Question

Two cards are drawn one by one at random from a pack of 52 cards. The probability that both of them are king, is
A.\[1)\dfrac{2}{13}\]
B.\[2)\dfrac{1}{169}\]
C.\[3)\dfrac{1}{221}\]
D.\[4)\dfrac{30}{221}\]

Answer 1

Hint: Total number of cards in the pack is\[52\]. When the first card is drawn from a pack, the total number of cards will remain as it is i.e. \[52\] and in a pack of cards the total number of kings is\[4\]. But when the next card is drawn the total number of cards is \[51\] because there is no replacement of cards and kings left are \[3\]. Now try it by yourself, you will definitely crack this problem.

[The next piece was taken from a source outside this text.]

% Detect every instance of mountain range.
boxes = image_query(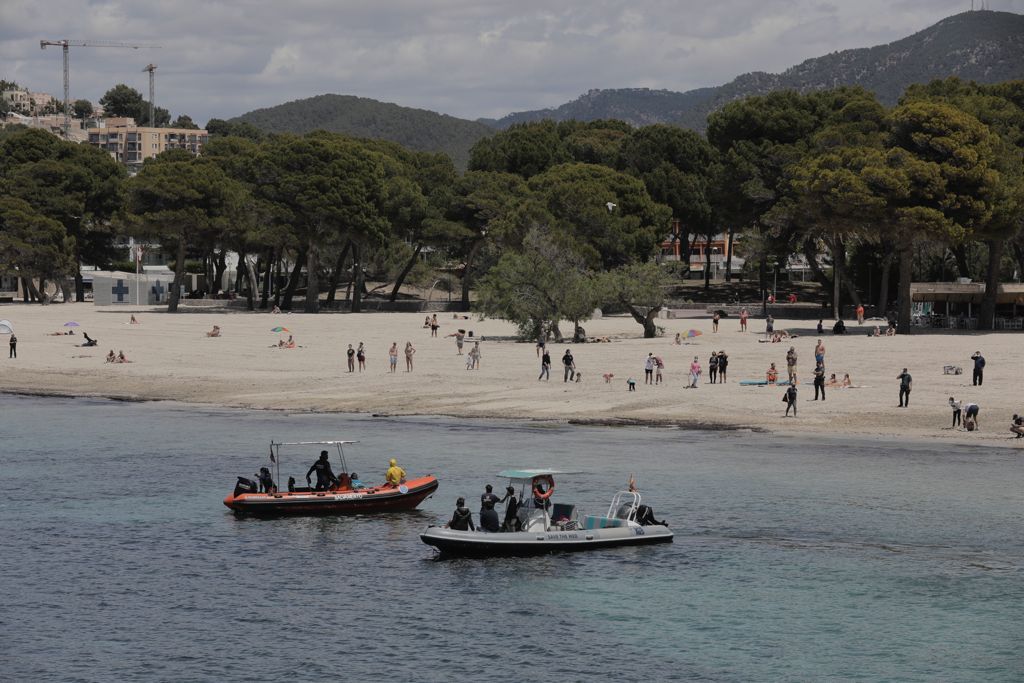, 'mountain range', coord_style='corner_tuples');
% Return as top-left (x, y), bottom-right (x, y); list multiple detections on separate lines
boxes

Complete step-by-step answer:
Firstly, assume that the pack is well shuffled so that there is no condition of being biased and the cards are selected randomly. After one card is drawn from a pack there will be no replacement of the card allowed.
As we know that a pack contains \[52\] cards, therefore the number of sample spaces for the first card will become\[52\].
For the first card,
Total number of cards in a pack= n(S) = \[52\]
Total number of kings in a pack = \[4\]
Let, \[{{E}_{1}}=\]event of getting the first card as a king.
So, by the formula of probability, we get:
\[P({{E}_{1}})=\dfrac{4}{52}\]
where, \[4\] is the number of favorable outcomes and \[52\] is the total number of outcomes.
For the second card left,
Total number of cards left in a pack = n(S) = \[51\] (because one card is already drawn and as per question there is no replacement of card previously drawn, so\[52-1=51\])
Total number of kings left in a pack= \[3\]
Let, \[{{E}_{2}}=\]event of getting the second card as a king.
So, by the formula of probability, we get:
\[P({{E}_{2}})=\dfrac{3}{51}\]
where, \[3\]is the total number of favorable outcome and \[51\] is the total number of outcome for the second card
Now, the total probability of getting both the cards as king:
 Total Probability of two cards drawn = \[P({{E}_{1}})\times P({{E}_{2}})\]
Substituting the values of \[P({{E}_{1}})\] and\[P({{E}_{2}})\], we get:
\[\Rightarrow \] Total probability of two cards drawn at random \[=\dfrac{4}{52}\times \dfrac{3}{51}\]
By simplifying the above expression, we get:
\[\Rightarrow \] Total Probability of two cards drawn at random\[=\dfrac{1}{221}\]
So, the final answer is\[\dfrac{1}{221}\].
So, the correct answer is “\[\dfrac{1}{221}\]”.

Note: Probability means possibility. It is used to predict the likely events to happen. To solve the questions of probability we always consider the unbiased situation or biased situation so that there is no unfair means and you should have a clear picture of card names and their colors.